Mais ces objets, pour vastes et multiples que fussent les rapports de la Terre avec le ciel, la théorie des irrégularités de la Lune et l’application de ses premières méthodes à la théorie des planètes, faite dans le deuxième et dans le cinquième livre des Recherches, n'arrêtèrent pas encore la gloire d’Alembert. Lui, qui dans les œuvres imprimées à Paris paraissait comme dispersé et partagé sur les objets les plus importants de l’univers, apparut dans ces mêmes années dans les dissertations envoyées à l’Académie de Berlin comme concentré sur les mystères de l’algèbre, sur le calcul de ces éléments infinitésimaux qui par leur petitesse échappent à nos yeux mais qui, bien envisagés et bien entendus, nous donnent tous les rapports que les choses peuvent avoir entre elles. Dans les « Actes » de Berlin, pendant quatre années consécutives, on vit un profond algébriste, qui portait l’esprit d’invention sur les aspects les plus abscons du calcul, sur ces sujets dont ni les titres ni les noms ne peuvent être suffisamment expliqués à ceux qui ne les ont pas étudiés, à savoir le calcul des fonctions rationnelles et irrationnelles, la réduction des différentielles à la rectification des sections coniques et d’autres courbes d’un ordre supérieur, l’intégration des équations linéaires d'ordre quelconque : en outre, dans les Actes de cette Académie, ces recherches furent conjuguées à deux dissertations sur les cordes mises en vibration, et à la solution de deux problèmes astronomiques sur la correction du midi et sur la détermination des orbites des planètes.

Le problème et le prix proposés pour l’année 1748 par l’Académie de Berlin sur la résistance des fluides offrit un champ plus vaste aux études et à la gloire de M. d’Alembert. Pour un auteur, qui avait toujours sous les yeux son principe fondamental de séparer les parties du mouvement, qui, dans un système quelconque de corps vont successivement se perdre d’un instant à l’autre, et d’en égaler les moments aux actions des forces qui les détruisent, c’était une nouvelle incitation à l’appliquer aux corps solides qui heurtent des fluides, ou qui viennent à être heurtés par eux. Alembert s'y engagea d’autant plus qu’il avait trouvées imparfaites et lacunaires les théories principales de Daniel Bernoulli et de Newton, au vu de la comparaison avec les expériences. Mais pour cette nouvelle application il y avait encore un très grand chemin à faire.
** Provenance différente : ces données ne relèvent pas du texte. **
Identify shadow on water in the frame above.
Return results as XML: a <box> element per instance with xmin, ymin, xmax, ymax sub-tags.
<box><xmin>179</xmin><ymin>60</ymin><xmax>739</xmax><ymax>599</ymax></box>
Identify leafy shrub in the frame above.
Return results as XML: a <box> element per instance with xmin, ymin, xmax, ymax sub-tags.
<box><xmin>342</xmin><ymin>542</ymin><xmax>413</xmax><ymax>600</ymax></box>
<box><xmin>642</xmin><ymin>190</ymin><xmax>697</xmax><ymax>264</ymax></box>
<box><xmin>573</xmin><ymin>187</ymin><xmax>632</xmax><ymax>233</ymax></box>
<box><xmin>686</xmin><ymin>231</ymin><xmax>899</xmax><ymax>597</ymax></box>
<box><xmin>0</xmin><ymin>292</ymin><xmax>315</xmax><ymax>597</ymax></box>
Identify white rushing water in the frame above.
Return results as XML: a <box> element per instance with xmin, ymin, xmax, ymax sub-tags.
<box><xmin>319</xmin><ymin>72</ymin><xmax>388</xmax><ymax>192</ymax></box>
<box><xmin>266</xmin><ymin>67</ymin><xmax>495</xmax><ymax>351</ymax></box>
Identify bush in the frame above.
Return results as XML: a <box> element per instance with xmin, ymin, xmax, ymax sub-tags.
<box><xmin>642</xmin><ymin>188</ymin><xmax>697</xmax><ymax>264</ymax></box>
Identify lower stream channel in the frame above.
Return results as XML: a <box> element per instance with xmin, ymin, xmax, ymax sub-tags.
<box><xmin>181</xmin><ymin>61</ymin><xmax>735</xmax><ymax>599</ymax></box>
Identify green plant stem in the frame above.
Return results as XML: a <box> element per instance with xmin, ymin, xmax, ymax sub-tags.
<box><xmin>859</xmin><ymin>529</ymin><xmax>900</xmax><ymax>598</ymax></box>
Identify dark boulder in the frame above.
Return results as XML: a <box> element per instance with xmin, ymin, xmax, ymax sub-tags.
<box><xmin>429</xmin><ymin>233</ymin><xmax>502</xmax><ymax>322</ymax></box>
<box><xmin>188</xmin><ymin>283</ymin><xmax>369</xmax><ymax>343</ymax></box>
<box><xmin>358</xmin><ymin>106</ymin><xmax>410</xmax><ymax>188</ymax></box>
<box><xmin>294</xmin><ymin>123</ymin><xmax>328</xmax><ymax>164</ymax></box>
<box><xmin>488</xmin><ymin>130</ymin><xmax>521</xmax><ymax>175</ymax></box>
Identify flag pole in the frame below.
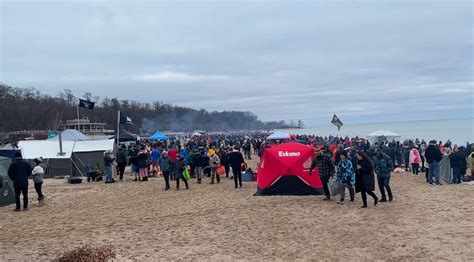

Il fallait démontrer que les courbes décrites par chaque particule du fluide qui heurte un solide sont semblables entre elles de part et d'autre ; il fallait inventer le nouveau calcul des différences partielles ; et puis il y avait d'autres difficultés pour appliquer les principes généraux aux cas particuliers et pour comparer les formules abstraites avec les faits principaux et les plus réels. Les difficultés furent surmontées, la nouvelle théorie fut achevée et publiée : et lorsque l’Académie reproposa le même prix avec d’autres conditions, lorsque la dissertation couronnée apparut sous les yeux du public, le jugement du public fut différent de celui de l’Académie.

Ainsi vers le milieu de ce siècle, alors qu’Alembert n’avait que trente trois ans, cinq ouvrages majeurs, dont quatre visaient tous à un seul principe, la théorie de la Lune expliquée de façon générale, l’algèbre singulièrement promue et illustrée, formaient sa gloire mathématique. C'est précisément à cet âge que Newton avait commencé sa grande œuvre des Principes : et l’histoire n’a pas d'autre exemple d’un mathématicien qui si tôt ait volé si loin et à une telle hauteur. Mais ces ouvrages, si grands et extraordinaires qu'ils fussent, n’étaient pas toute sa gloire littéraire. Il commença alors à faire une autre apparition dans la république des lettres : il s'y fit connaître de façon générale comme un écrivain élégant, profond et érudit, qui avait un droit à la mémoire et à l’estime de la postériorité au-delà de toute son œuvre mathématique. Il était aussi considéré auparavant comme un écrivain excellent par le petit nombre de ceux qui, étudiant et méditant les longues préfaces de ces mêmes ouvrages, trouvaient réuni, ordonné et exposé élégamment ce qui sur ces matières si difficiles pouvait se porter à la connaissance de tous, ce qui appartenait à la partie métaphysique, philosophique et historique. Mais ce n’était justement qu’un petit nombre de géomètres du premier ordre : et le peuple des autres gens de lettres, qui formaient la partie principale, rebuté par les chiffres et par les symboles, ne voulait pas se donner la peine de lire l’introduction d’un livre qu’ils ne pouvaient poursuivre davantage. L’édition du Dictionnaire Encyclopédique, qui commença au milieu du présent siècle, les autres ouvrages littéraires, critiques, historiques, qui sortirent ensuite de la plume de M. d’Alembert, furent lus et appréciés par tous ceux qui avaient quelque goût pour la littérature la plus agréable.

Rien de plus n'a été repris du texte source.